Rev. Robert Cooke says his church's new handheld debit machine is just keeping up with the times and making giving easier for parishoners.

"It's a way to reach out to people who maybe find themselves in church that don't have cash or cheques," Cooke said Tuesday at St. Mark's Anglican church on Logy Bay Road.

"You may be here and want to make a donation to St. Mark's and we're just trying to make it easier to do that for people."

He said the machine will not be passed around with the collection plate, but will be in the office if people want to use it to make a donation.

"Actually [the idea] came from the people, from the congregation and from other people who said, 'You need to make giving more accessible,'" he said.

Rev Robert Cooke debit machine

Cooke says paying electronically is 'just where society is right now.' (Ted Dillon/CBC)
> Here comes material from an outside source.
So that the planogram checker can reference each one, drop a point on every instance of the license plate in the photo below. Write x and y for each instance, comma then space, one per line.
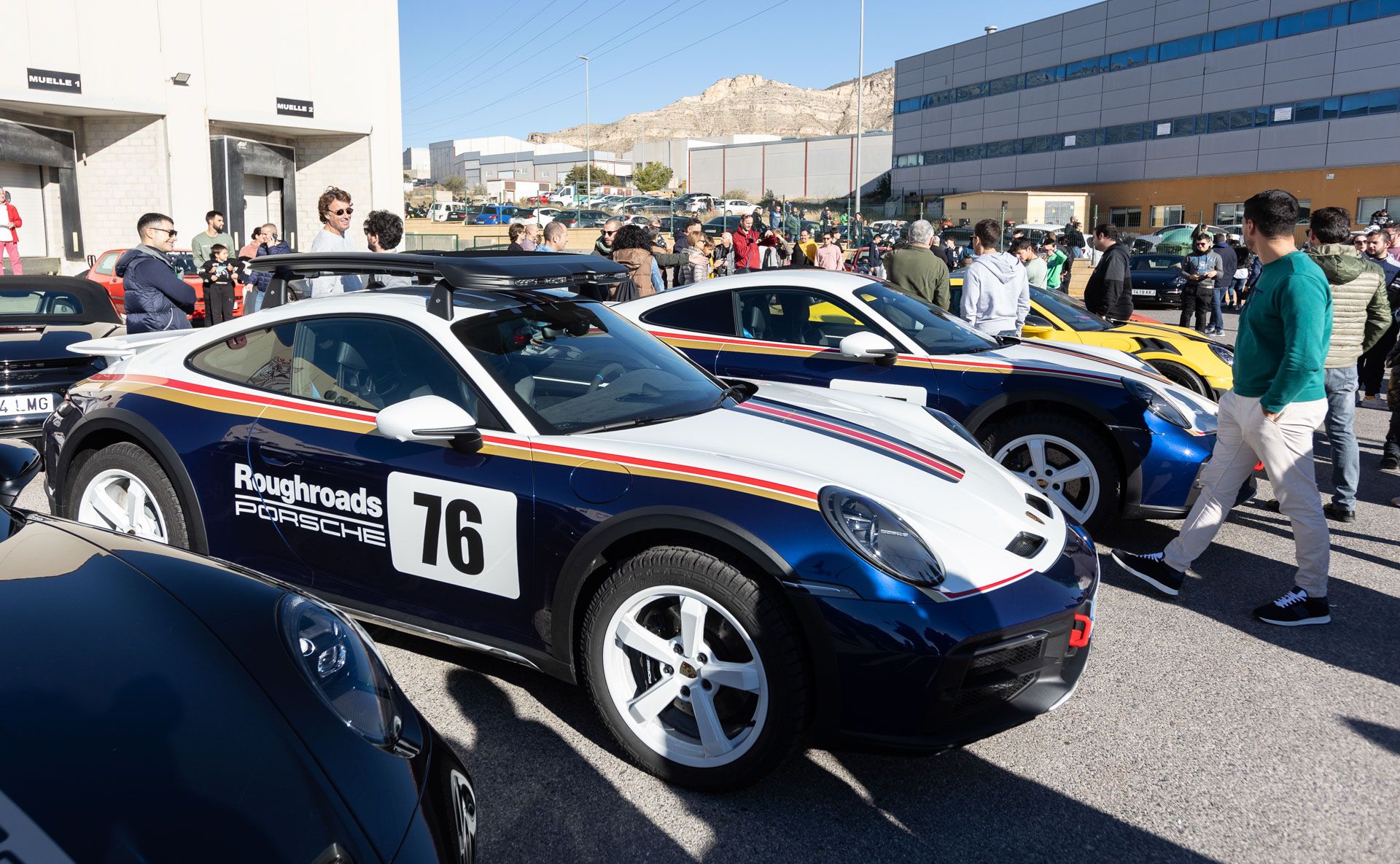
31, 404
Cooke explained it's the next step in donation options — monthly deductions, Visa and Mastercard payments have been implemented over the years. 

"People are always asking for more convenient ways to give and I don't think we are any different than any other charity," he said.

Convenient or blasphemous?

A post on the church's Facebook page alerting parishoners to the new portable debit machine is drawing a wide range of reactions, though most are favourable.

"Like it. Young people never carry cash," wrote one person on the post. 

"Fantastic idea! way to embrace changing times ... love having the option," replied another user. 

But not everyone is a fan. 

"Ridiculous. Everything is all about money. They should be more concerned on how many people they can get in there to worship rather than concentrating on ways they can get the money from them," reads one comment.

Collection plate St. Mark's

The collection plate will still be passed around during services. The debit machine will be in the church office. (Ted Dillon/CBC)

The old adage 'damned if you do, damned if you don't' is often applicable when it comes to decisions in the church, Cooke agreed — and not just at St. Mark's.

"People expect the church to be stuck in its ways, to be outdated. So I can see when the church is trying to do something new and progressive like this that people would respond in a negative way," he said.
 
"But we are no different than any other charity or religious or spiritual group. This is just where society is right now."